The kingdom will have to twist arms among fellow producers to convince them more oil is needed to stop crude breaching the dangerous $30-a-barrel barrier.

The Saudi camp declined comment but sources said that signs are that it sees room to raise output quotas by something like a million barrels per day (bpd).

Venezuela, Kuwait and Indonesia oppose any increase, arguing that current supplies are sufficient.
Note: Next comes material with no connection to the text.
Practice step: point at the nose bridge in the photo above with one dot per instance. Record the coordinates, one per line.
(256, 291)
And an Opec delegate said this week that number two cartel producer Iran also sees no need for more oil.

Cash-strapped producers like Venezuela and Nigeria now suffering budget crises don't want to trigger a price fall that would hurt export revenues.

Venezuelan President Hugo Chavez made the Saudi task more difficult by announcing in public that he was against easing restrictions.

"The rest of Opec doesn't want to risk lower prices but Saudi doesn't want to risk a political backlash," said Diwan.

"They want to keep prices moderate because they know that $30 oil is not good for them in the long term. It does not bode well for world demand growth. And in Opec, usually, what the Saudis want, they'll get," said Cooper of Salomon.

Opec cutbacks in place since January have, on paper, kept five million barrels daily off the 76 million bpd world market although heavy cheating by several member countries on official limits has helped keep prices in check.

Saudi Oil Minister Ali al-Naimi is likely to argue that the leakage has put Opec's credibility on world oil markets in question.

"Credibility is the issue," said Gary Ross of PIRA Energy consultancy in New York. "They have to legitimise some overproduction in case they need to cut again next year."

Naimi will also want to prevent a situation where Washington decides prices are high enough for it to supply its own cure - by releasing oil from the national strategic petroleum reserve.

"Saudi wants to underline its role as the central banker of the oil market," said Diwan.

Current leakage of some 1.8 million bpd over official limits of 21.7 million bpd for 10 members is Opec's poorest record of compliance since the cartel cut supplies in 1999 to reverse a slump at that time into single digit prices.

Key to Riyadh's final call on how much extra oil is needed will be a final review of the supply and demand outlook, and most crucially, fuel inventory data.

While inventories normally rise strongly during the third quarter, this year they have moved little, setting the stage for a big draw on world markets during the fourth quarter.

The International Energy Agency in Paris sees demand rising 1.9 million to 78.2 million bpd in the fourth quarter.